C.G. Roxane is responsible for cost of bringing power down the road to the site, Stella said. He referred questions about the cost to C.G. Roxane, whose sole spokesman, Vice President Page Beykpour, has not commented on the project since 2011 and did not return calls this week.
Stratford Supervisor Robert Johnson said National Grid’s position is anti-business and local lawmakers such as state Sen. Hugh T. Farley, R-Niskayuna, and Assemblyman Marc Butler, R-Newport, should “be getting after them.”
“It seems like they’re out doing their own thing … hindering progress,” he said. “It’s not really encouraging other companies to want to do business, especially in a tight economy that has to put a workforce back to work.”
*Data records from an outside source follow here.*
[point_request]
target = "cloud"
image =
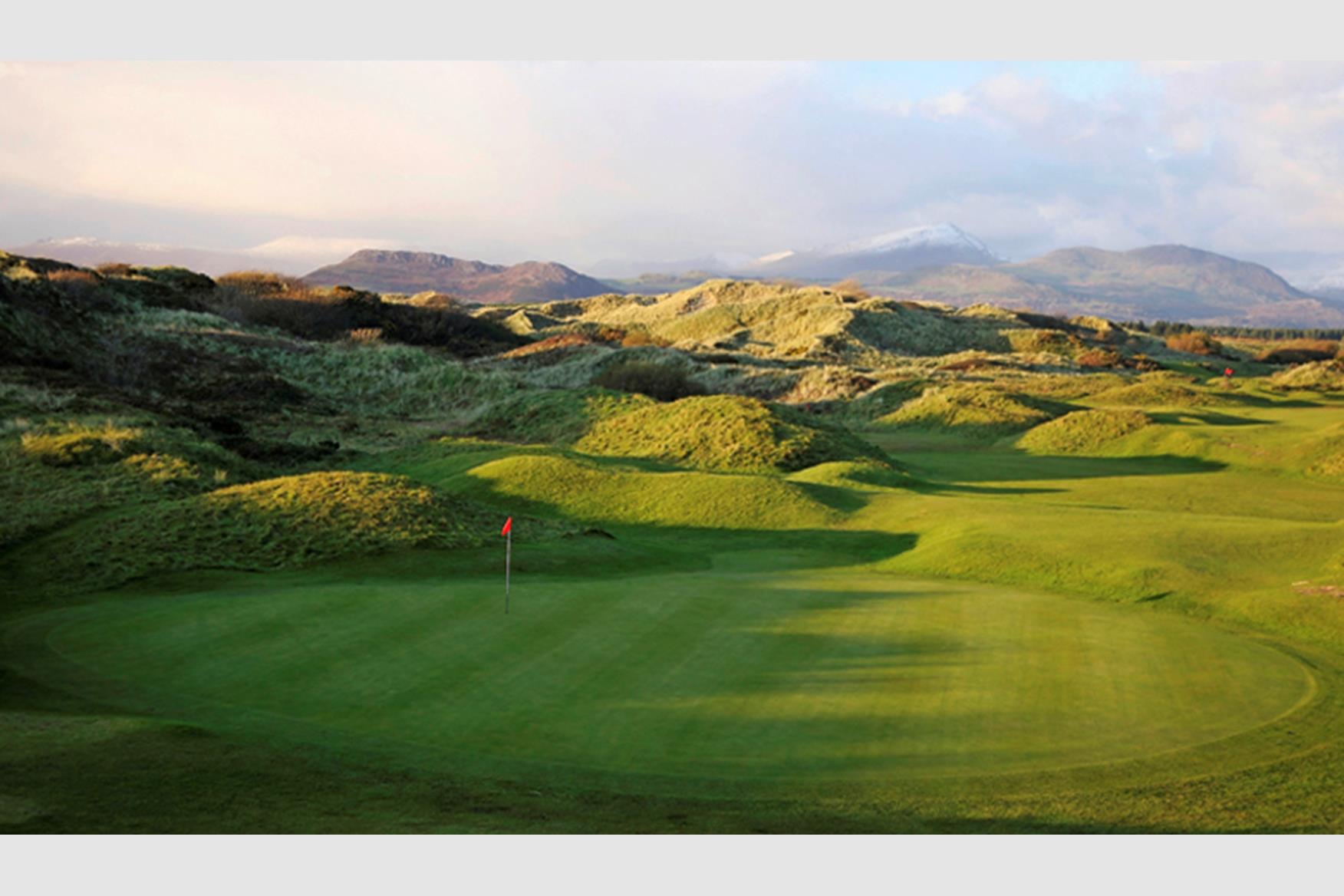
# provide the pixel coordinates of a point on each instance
(584, 162)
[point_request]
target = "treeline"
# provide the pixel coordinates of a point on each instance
(1176, 328)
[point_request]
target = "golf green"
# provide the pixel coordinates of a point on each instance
(699, 679)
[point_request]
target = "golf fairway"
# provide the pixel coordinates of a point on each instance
(684, 680)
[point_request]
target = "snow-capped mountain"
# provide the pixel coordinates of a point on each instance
(898, 250)
(910, 238)
(287, 254)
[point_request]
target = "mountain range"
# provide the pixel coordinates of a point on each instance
(940, 262)
(1155, 282)
(402, 272)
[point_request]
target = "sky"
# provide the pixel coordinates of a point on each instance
(657, 162)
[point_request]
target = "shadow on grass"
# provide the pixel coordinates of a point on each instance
(1203, 418)
(1016, 465)
(173, 778)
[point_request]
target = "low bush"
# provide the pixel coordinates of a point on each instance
(1194, 343)
(266, 525)
(1300, 351)
(725, 433)
(968, 410)
(1082, 431)
(660, 382)
(1316, 377)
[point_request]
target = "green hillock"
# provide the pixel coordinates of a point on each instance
(555, 417)
(591, 492)
(1316, 377)
(1159, 390)
(1082, 431)
(968, 410)
(723, 433)
(262, 525)
(57, 472)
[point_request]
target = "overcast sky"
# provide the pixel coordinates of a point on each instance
(581, 163)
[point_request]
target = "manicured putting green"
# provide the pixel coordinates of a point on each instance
(804, 676)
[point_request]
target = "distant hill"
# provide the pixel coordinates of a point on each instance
(404, 272)
(285, 254)
(89, 252)
(1155, 282)
(899, 250)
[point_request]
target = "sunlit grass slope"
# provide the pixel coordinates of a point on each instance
(679, 680)
(261, 525)
(723, 433)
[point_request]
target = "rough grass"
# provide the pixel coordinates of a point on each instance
(597, 493)
(555, 417)
(970, 410)
(57, 472)
(371, 379)
(723, 433)
(1159, 390)
(1082, 431)
(1316, 377)
(264, 525)
(786, 321)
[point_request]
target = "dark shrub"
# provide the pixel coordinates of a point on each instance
(1195, 343)
(1300, 351)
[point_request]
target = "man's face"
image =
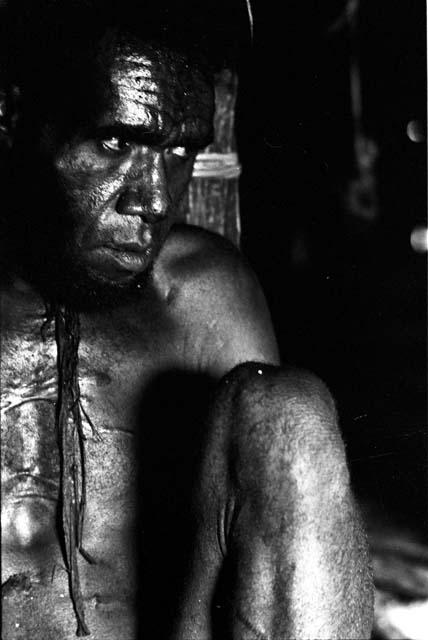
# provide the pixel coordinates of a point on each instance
(116, 180)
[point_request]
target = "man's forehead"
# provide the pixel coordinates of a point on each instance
(158, 90)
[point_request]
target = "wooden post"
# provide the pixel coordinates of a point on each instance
(212, 201)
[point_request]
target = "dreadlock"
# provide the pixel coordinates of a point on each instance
(72, 454)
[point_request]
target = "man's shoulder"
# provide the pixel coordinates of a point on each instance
(217, 297)
(194, 258)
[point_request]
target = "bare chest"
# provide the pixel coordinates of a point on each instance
(113, 377)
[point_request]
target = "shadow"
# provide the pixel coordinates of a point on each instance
(169, 442)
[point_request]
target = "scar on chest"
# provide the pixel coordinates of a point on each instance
(102, 378)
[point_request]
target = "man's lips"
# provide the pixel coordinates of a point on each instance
(128, 256)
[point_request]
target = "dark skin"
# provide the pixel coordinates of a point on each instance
(204, 514)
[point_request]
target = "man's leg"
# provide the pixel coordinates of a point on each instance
(274, 503)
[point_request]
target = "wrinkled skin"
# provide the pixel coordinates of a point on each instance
(204, 520)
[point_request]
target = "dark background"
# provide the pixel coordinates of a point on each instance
(347, 294)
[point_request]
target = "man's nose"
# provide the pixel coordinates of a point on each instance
(145, 192)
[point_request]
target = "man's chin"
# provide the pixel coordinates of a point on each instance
(86, 290)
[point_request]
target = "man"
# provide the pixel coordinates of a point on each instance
(134, 506)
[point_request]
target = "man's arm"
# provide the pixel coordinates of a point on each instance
(280, 551)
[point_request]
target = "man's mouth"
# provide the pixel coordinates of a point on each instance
(129, 256)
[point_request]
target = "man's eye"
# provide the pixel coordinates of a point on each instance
(180, 152)
(116, 145)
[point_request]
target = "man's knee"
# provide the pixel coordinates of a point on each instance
(283, 441)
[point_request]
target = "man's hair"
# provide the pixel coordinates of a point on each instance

C.G. Roxane has said it will initially hire 33 employees and could hire 12 more after constructing a 65,000-square-foot warehouse. Mraz said the hiring process is under way.
This week, the site was bustling with dozens of construction workers and electrical contractors working around the facility and parking lot, while National Grid crews installed another power pole a few hundred feet from the building. The utility workers, who were parked along the edge of curvy and unlined Watershed Road, frequently had to move their safety cones to allow tractor-trailers carrying heavy equipment and a drill rig to pass.
C.G. Roxane paid to have Old Sweet Road – a milelong street that existed on maps but was undeveloped – built to town road standards, with two wide, marked lanes and a 55 mph speed limit. It connects Route 29 with Watershed Road across from the plant’s truck entrance, which leads to a loading dock at the back of the facility.
The company still owns the road, but the town is expected to take over ownership and maintenance, which would include plowing. Town Supervisor Nancy MacVean told the Town Board on Monday the county asked the town to pass a resolution that would conceptually approve the takeover once the deed has been transferred, but no board members made a motion, saying that without the deed, there was no need to vote now.
“I have no interest in passing a resolution until everything is done,” Councilwoman Beth Schloicka said on Monday.
On Tuesday, a Canajoharie pickup truck with a snowplow was making repeated passes along the new road. Avery said the village is not maintaining the road for C.G. Roxane, but it needed to send a plow in order to get a tanker truck of water to the site, where he said crews were flushing out lines.
“Old State Road was such a muddy mess, with such deep holes. It’s not in very good shape,” he said.
Mraz said Wednesday if Old Sweet Road had been open, it would have been an “easier” option for trucks than Watershed Road, which is known as Old State Road in Ephratah, a mile west of the plant. He confirmed that the curvy, hilly Watershed Road “probably” posed a mild risk to truck drivers who delivered building materials, heavy equipment and machinery over the last six months.
C.G. Roxane initially planned to build a 245,000-square-foot plant in a less-remote location a mile west in Ephratah, on watershed land it would have purchased from Canajoharie. The site would have been closer to electrical infrastructure and not required vehicles to travel far on Old State and Watershed Road. But because of wetlands, the site could only accommodate a building half that size.
The company still will use water from wells dug a mile away on a Canajoharie watershed, pumping it through pipes that C.G. Roxane already has installed along Watershed Road, Mraz said. Canajoharie, whose water has won statewide accolades for its quality and taste, will receive a royalty, but Avery said the village isn’t expecting a lot of revenue in its first year.
The company also dug test wells on watershed property owned by the city of Johnstown, but C.G. Roxane and the city do not have a water-use agreement.